Instead, they are prioritizing activities they couldn’t do before and making strategic financial moves. For 18-year-old Anousha Ahmed, earning income at her first job meant more discretionary income.
“My focus wasn’t really saving,” said Ahmed.
She was able to use her money on experiences such as concerts, traveling, eating at restaurants and going roller skating. To her, the pandemic showed how quickly “normal” can be redefined. That’s why it's been important that she makes up for those missed years with good memories.
While those like Ahmed are looking to take advantage of their post-lockdown time for activities, others may be looking for some kind of control amid economic uncertainty, Lauryn Williams, a certified financial planner, says someone told her, “I don't want to lose anything else, I feel like I'm losing money all the time.”
Williams added, “Some people may decide to hold onto their money or put it into things they can control.”
She suggested that young people think about ways to invest in their own personal and professional development, such as starting a business or attending graduate school. Even while she recommends beginning retirement savings as soon as possible, she acknowledges that delaying retirement savings isn't always a negative thing to do.

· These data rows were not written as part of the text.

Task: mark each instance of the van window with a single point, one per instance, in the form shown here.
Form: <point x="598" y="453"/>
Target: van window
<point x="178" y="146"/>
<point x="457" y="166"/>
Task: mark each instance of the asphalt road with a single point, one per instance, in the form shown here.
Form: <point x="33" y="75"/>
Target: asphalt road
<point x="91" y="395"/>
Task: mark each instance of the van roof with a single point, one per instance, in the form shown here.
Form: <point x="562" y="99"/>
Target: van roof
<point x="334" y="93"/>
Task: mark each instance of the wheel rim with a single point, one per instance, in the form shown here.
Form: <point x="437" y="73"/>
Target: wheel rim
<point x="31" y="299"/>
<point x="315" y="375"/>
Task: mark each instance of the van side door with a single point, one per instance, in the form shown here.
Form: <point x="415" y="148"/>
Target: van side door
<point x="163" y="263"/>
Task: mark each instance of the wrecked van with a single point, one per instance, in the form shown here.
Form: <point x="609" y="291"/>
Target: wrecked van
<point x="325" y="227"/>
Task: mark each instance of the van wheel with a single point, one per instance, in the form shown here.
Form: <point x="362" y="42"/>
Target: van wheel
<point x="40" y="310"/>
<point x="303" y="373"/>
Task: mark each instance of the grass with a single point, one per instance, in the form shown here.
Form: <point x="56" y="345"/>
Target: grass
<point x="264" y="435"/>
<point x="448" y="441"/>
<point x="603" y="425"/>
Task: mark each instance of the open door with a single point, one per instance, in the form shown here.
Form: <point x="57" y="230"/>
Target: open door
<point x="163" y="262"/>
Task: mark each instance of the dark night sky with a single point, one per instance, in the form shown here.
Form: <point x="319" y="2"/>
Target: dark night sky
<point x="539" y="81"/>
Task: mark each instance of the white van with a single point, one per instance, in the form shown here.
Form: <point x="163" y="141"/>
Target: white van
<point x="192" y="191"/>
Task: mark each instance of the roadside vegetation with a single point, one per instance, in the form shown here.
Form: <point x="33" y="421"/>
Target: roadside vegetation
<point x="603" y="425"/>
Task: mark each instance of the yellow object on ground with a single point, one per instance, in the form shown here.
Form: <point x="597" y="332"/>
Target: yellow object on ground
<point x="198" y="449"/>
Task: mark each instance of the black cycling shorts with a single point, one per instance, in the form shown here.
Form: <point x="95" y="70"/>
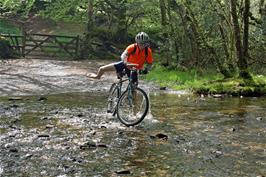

“More young professionals are betting on themselves,” said Williams. “They're looking at the investment in themselves as their retirement plan, like I can fill this thing. And that's going to be the payoff.”
“Right now, [they may be thinking] I don't want to put money into a retirement account, because that's taking away from the dollars that I have been able to invest in myself and what I'm trying to do to achieve my dreams and create an impact for the world.”
Williams suggests people find a financial balance and select areas in their lives where they can make adjustments on their spending to be able to do the things on their priority list.